The by-right Grantstone development, which would be managed by Toll Bros.’ wholly owned subsidiary Toll Mid-Atlantic LP Co., would be built at 9120 and 9200 Leesburg Pike and 1295 Towlston Road at the former location of Covance Laboratories.

Great Falls Citizens Association (GFCA) board members on June 19 passed a resolution calling on the Virginia and Fairfax County departments of transportation to study issues raised by the development, including how much extra traffic it will generate.

The resolution also asked the agencies to re-evaluate the Route 7/Towlston Road intersection and examine ways that traffic would enter and leave the Grantstone development,  with the intent of moving vehicles efficiently while preserving bicyclist and pedestrian safety. One possibility could include direct access to Route 7.

As of 2017, Route 7 handled about 54,000 vehicles per day between Georgetown Pike and the Dulles Toll Road, while Towlston Road between Route 7 and Leigh Mill Road saw about 4,800 vehicles daily, GFCA’s resolution read.

GFCA leaders also were concerned about the potential impacts that a proposed cut-through-traffic restriction on Bellview Road might have on Towlston Road. They urged transportation planners to expand their study to include houses that might be affected by the restriction and asked that they explore other options to limit cut-through traffic between Route 7, Georgetown Pike and Old Dominion Drive in the morning and evening peak hours.

The McLean Citizens Association (MCA) has expressed similar concerns about the project. In a July 2 letter to state and county transportation officials, Transportation Committee chairman David Wuehrmann wrote that because hills and turns on Towlston Road near the development hamper driver visibility, the planned entrance roads to the site from that road raise safety concerns.

MCA’s Transportation Committee also recommended that the Virginia Department of Transportation analyze whether the planned right-turn lane on Towlston Road should be extended farther north and if additional land should be obtained for that purpose.

“The committee is concerned that the proposed right-turn lane from Towlston onto Route 7 might not be sufficient in length, considering the likely build-up of traffic headed for Route 7 at certain times of day,” Wuehrmann wrote.

The committee “urges VDOT to expedite its study and implementation of the intersection improvements to ensure that they occur contemporaneously with the projected completion of this development,” he added.

Toll Bros. has proposed two access points off of Towlston Road, but no homes will access that street directly, a company spokesman said. A shared through and left-turn lane currently is proposed on Towlston Road and Toll Bros. is seeking ways further to enhance traffic flow at the road’s intersection with Route 7, he said.

Fairfax County planning officials are reviewing the Grantstone development proposed by Toll Bros. to see if it conforms with the county’s comprehensive plan, subdivision requirements and environmental regulations.

The 124.9-acre property has been cleared for residential use. Covance in 2004 finished remediating all environmental concerns from the laboratories’ uses at the site, a Toll Bros. spokesman said.
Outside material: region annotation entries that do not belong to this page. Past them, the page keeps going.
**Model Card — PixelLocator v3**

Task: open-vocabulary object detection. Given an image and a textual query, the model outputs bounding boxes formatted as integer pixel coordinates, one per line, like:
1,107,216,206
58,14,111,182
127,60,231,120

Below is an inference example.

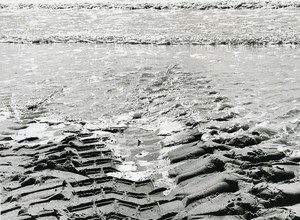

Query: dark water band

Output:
0,34,300,46
0,1,300,10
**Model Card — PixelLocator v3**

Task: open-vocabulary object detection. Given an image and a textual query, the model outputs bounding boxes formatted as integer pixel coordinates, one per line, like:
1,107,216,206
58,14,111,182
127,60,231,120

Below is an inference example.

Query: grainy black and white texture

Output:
0,0,300,220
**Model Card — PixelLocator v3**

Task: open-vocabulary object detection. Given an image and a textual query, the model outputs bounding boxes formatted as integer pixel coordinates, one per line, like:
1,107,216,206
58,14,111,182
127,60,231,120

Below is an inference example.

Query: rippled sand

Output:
0,0,300,219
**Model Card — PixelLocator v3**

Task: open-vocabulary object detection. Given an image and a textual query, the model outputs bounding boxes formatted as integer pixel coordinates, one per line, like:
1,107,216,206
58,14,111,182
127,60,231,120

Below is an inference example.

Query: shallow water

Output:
0,44,300,147
0,8,300,44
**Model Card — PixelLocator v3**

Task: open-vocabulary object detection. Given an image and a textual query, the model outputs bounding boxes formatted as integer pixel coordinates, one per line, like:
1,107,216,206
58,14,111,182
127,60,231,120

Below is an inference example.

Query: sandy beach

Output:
0,0,300,220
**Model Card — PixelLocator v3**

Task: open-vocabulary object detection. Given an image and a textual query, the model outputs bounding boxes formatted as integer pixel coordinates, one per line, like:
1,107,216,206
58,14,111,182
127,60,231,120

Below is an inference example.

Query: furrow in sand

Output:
0,70,300,219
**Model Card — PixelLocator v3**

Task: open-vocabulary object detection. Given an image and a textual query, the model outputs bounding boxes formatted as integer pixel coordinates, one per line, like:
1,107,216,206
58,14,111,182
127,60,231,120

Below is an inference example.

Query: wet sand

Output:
0,2,300,220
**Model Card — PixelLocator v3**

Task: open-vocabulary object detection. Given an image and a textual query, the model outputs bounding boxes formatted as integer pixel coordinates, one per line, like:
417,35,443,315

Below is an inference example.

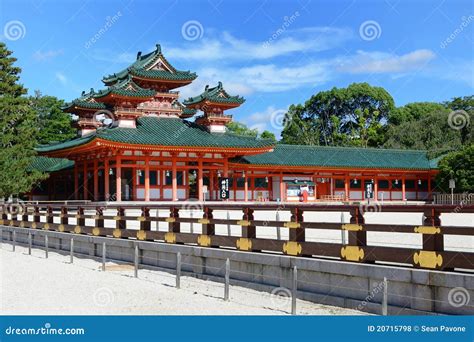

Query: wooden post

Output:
115,155,122,202
94,159,99,201
291,266,298,315
104,158,110,201
134,243,138,278
171,155,178,201
74,160,79,200
145,157,150,202
382,277,388,316
198,156,204,201
224,258,230,301
176,252,181,289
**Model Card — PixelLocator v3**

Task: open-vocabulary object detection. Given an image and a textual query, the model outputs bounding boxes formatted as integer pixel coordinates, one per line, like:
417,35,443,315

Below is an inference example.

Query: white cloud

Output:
33,49,64,62
338,49,436,74
164,27,352,61
55,71,68,85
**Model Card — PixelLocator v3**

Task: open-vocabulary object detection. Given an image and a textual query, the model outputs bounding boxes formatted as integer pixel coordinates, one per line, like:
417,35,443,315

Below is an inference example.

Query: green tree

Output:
226,121,258,137
384,110,462,157
260,130,276,142
388,102,448,125
0,43,45,198
29,90,77,144
282,83,395,146
436,144,474,192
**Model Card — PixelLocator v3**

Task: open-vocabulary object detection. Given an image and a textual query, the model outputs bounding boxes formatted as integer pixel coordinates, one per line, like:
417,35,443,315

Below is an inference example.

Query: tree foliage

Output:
282,83,395,147
0,43,44,198
436,143,474,193
29,91,77,144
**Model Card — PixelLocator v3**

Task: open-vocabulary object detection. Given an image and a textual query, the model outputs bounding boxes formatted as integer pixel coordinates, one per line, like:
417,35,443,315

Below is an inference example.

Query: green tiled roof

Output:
29,156,74,172
37,117,274,153
62,89,106,111
234,144,432,170
183,82,245,105
102,44,197,85
94,76,156,98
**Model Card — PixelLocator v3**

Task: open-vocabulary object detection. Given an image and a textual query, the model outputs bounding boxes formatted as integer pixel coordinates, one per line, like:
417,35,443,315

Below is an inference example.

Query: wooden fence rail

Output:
0,202,474,271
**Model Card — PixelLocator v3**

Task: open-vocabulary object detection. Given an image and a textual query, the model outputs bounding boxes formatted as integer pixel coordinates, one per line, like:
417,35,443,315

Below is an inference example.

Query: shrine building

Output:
30,45,437,202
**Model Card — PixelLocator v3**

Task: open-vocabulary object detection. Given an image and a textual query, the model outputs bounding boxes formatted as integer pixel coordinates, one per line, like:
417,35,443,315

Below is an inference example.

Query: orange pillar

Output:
115,156,122,202
145,157,150,202
280,173,286,202
104,159,110,201
74,160,79,200
82,160,88,200
94,159,99,201
374,177,379,201
402,175,407,201
172,156,178,201
198,156,204,201
344,175,350,201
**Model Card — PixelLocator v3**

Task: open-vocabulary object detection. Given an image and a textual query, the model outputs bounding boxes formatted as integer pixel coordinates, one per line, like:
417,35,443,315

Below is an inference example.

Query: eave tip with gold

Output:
29,44,437,202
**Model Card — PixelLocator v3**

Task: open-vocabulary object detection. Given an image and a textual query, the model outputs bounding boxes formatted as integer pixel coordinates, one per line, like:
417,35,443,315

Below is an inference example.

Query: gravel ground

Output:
0,243,363,315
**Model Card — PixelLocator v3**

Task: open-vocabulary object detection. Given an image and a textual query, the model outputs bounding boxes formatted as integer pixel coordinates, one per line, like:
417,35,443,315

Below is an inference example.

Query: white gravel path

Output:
0,243,363,315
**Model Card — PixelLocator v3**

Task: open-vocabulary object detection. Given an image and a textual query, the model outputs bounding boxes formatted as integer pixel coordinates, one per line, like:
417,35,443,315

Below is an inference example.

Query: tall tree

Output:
282,83,394,147
0,42,44,198
29,90,76,144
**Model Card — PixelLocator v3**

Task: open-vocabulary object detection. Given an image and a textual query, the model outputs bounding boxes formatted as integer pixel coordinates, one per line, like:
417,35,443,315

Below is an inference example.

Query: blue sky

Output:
0,0,474,136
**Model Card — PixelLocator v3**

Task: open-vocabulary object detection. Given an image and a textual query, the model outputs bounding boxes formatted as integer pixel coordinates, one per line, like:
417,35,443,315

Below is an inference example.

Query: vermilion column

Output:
244,170,249,202
82,160,88,200
94,159,99,201
145,158,150,201
172,156,178,201
402,176,407,201
74,160,79,200
280,173,285,202
198,156,204,201
115,155,122,202
104,159,110,201
344,176,350,201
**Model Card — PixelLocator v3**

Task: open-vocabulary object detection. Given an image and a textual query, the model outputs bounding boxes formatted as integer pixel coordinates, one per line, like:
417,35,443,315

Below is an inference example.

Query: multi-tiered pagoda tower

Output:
64,44,244,136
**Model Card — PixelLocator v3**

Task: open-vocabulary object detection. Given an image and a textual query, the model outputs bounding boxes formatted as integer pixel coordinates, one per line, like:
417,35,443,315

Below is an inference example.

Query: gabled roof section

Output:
102,44,197,85
234,144,435,170
94,76,156,99
61,89,106,112
183,81,245,106
36,117,275,153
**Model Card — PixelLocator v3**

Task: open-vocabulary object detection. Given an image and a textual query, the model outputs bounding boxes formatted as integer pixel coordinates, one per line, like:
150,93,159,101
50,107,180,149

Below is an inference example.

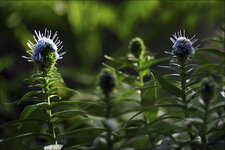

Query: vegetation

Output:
0,1,225,150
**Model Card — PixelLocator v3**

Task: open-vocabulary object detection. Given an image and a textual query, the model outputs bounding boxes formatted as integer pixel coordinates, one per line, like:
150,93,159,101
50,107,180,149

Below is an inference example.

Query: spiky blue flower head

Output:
25,29,65,69
170,31,197,60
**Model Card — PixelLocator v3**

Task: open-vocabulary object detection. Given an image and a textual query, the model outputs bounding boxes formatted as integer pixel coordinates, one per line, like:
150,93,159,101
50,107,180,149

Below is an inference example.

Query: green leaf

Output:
18,91,42,102
20,102,50,119
203,38,224,44
0,133,53,143
152,70,182,97
138,56,169,71
196,48,225,58
51,110,89,122
0,119,45,128
48,87,80,94
20,105,38,119
57,127,106,139
105,55,136,69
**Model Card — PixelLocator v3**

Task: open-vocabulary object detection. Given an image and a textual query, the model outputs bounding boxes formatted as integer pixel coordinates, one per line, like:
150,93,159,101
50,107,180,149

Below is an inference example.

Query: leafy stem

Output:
200,99,209,150
43,70,58,144
180,61,195,150
105,95,113,150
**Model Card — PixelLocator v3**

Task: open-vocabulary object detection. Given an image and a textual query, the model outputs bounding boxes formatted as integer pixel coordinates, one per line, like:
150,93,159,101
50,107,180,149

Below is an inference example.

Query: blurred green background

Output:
0,0,224,138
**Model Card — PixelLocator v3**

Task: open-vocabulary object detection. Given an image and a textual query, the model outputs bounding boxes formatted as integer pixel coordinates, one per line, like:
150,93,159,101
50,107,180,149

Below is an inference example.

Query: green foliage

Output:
0,1,225,150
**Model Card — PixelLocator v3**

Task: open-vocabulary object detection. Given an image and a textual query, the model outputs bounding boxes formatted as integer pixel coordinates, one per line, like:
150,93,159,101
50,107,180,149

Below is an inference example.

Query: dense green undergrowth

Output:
0,29,225,150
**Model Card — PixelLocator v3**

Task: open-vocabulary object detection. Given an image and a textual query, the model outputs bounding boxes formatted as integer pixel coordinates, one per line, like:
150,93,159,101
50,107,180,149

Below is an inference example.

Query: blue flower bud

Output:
128,37,145,58
99,71,116,97
170,31,197,60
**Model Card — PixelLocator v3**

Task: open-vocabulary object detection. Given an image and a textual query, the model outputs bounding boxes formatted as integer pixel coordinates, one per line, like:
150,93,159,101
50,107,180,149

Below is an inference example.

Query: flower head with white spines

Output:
170,30,197,59
24,29,65,62
23,29,66,69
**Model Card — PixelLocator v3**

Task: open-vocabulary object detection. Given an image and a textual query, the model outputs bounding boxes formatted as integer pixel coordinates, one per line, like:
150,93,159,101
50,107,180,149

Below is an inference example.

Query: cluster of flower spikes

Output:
170,31,197,60
26,29,65,70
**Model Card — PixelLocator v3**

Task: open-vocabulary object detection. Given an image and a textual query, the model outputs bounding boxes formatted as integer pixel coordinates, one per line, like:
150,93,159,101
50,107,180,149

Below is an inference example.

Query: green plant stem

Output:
43,71,58,144
138,57,156,148
200,102,209,150
180,61,195,150
105,95,113,150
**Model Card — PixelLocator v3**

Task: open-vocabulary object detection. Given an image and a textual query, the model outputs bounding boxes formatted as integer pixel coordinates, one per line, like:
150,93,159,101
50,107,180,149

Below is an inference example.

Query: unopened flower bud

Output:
99,71,116,97
170,31,197,61
129,37,145,58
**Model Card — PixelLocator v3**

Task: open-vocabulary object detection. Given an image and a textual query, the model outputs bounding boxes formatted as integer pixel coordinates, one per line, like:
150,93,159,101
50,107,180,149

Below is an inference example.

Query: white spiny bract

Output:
23,29,65,62
170,30,197,58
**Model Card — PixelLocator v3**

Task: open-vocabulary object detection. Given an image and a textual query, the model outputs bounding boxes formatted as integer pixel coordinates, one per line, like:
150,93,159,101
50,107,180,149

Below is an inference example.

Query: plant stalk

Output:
105,95,113,150
180,61,195,150
43,71,58,144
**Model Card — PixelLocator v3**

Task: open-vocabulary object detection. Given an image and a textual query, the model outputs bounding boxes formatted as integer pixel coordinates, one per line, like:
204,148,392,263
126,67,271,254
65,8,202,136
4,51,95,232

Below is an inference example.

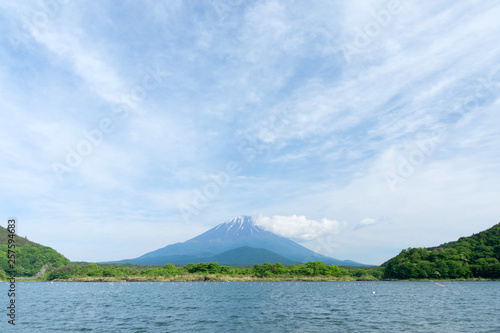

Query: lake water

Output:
0,282,500,333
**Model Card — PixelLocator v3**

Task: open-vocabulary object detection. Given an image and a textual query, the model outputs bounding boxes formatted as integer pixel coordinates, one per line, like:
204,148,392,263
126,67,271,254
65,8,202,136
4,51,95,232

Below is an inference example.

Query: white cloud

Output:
359,217,377,227
256,215,344,241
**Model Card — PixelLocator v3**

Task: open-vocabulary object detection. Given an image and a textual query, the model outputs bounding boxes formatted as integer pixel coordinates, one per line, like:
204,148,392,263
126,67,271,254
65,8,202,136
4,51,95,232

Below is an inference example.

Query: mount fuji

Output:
115,216,364,266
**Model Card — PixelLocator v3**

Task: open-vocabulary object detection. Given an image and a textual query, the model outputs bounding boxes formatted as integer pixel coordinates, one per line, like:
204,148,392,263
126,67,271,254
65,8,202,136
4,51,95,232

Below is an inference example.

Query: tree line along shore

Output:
0,223,500,281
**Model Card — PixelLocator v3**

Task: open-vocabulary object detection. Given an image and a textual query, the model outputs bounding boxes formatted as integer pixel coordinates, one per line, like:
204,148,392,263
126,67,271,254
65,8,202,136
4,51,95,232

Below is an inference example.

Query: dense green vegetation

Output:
0,224,500,281
382,223,500,279
48,261,356,280
47,261,381,281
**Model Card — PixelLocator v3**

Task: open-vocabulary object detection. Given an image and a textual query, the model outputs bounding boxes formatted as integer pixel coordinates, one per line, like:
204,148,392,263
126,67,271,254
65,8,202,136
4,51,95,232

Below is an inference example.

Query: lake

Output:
0,282,500,333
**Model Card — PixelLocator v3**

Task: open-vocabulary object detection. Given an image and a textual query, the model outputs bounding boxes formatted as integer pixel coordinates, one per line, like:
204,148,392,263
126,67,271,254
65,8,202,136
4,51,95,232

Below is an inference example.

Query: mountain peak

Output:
213,215,263,236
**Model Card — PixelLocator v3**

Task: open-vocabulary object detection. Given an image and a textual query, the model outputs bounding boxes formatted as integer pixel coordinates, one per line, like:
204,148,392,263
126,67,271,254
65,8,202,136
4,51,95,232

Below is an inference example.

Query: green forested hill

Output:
0,227,70,279
382,223,500,279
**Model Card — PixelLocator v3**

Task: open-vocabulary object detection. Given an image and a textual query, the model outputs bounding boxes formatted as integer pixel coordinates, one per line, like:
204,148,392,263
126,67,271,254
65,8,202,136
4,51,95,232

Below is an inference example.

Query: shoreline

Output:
2,275,500,283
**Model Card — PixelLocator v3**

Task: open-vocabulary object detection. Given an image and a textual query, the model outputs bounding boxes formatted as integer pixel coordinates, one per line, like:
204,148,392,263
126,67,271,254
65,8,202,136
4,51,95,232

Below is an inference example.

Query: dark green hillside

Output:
0,226,42,247
0,227,70,279
382,223,500,279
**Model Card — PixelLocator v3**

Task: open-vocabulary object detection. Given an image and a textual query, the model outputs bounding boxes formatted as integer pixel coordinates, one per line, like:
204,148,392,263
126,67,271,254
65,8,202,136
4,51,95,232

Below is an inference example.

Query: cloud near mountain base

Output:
256,215,345,241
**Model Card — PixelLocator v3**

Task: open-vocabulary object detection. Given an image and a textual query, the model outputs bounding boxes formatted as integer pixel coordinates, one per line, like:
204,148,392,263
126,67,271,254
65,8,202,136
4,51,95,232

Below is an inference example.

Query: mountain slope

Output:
120,216,368,266
0,227,69,277
382,223,500,279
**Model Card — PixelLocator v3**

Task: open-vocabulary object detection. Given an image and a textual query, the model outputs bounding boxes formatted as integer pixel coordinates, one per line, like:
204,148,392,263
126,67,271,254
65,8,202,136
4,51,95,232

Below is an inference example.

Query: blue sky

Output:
0,0,500,264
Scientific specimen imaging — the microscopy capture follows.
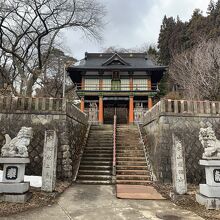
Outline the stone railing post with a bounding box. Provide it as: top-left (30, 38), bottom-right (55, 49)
top-left (41, 130), bottom-right (58, 192)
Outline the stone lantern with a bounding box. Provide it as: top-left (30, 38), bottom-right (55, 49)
top-left (196, 127), bottom-right (220, 209)
top-left (0, 127), bottom-right (33, 203)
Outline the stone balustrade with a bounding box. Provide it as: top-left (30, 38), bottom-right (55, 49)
top-left (0, 96), bottom-right (87, 123)
top-left (144, 99), bottom-right (220, 124)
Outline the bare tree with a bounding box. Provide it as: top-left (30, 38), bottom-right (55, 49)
top-left (169, 38), bottom-right (220, 100)
top-left (0, 0), bottom-right (104, 95)
top-left (35, 48), bottom-right (77, 99)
The developer plans to conduct some tree preservation at the site, enhance its landscaping and provide active and passive recreational spaces. Toll Bros. will rebuild an existing pond, add trails and boardwalks and enhance open areas to create communal features for homeowners, the spokesman said.

The luxury homes will have open, modern floor plans and top-of-the-line finishes, the Toll Bros. spokesman said.

Because Toll Bros. is not seeking a rezoning for the site or any special exceptions, the project will not require approval from the Board of Supervisors. The company anticipates it will obtain plan approval and permits for the first phase of the project in late 2018 and begin construction in early 2019.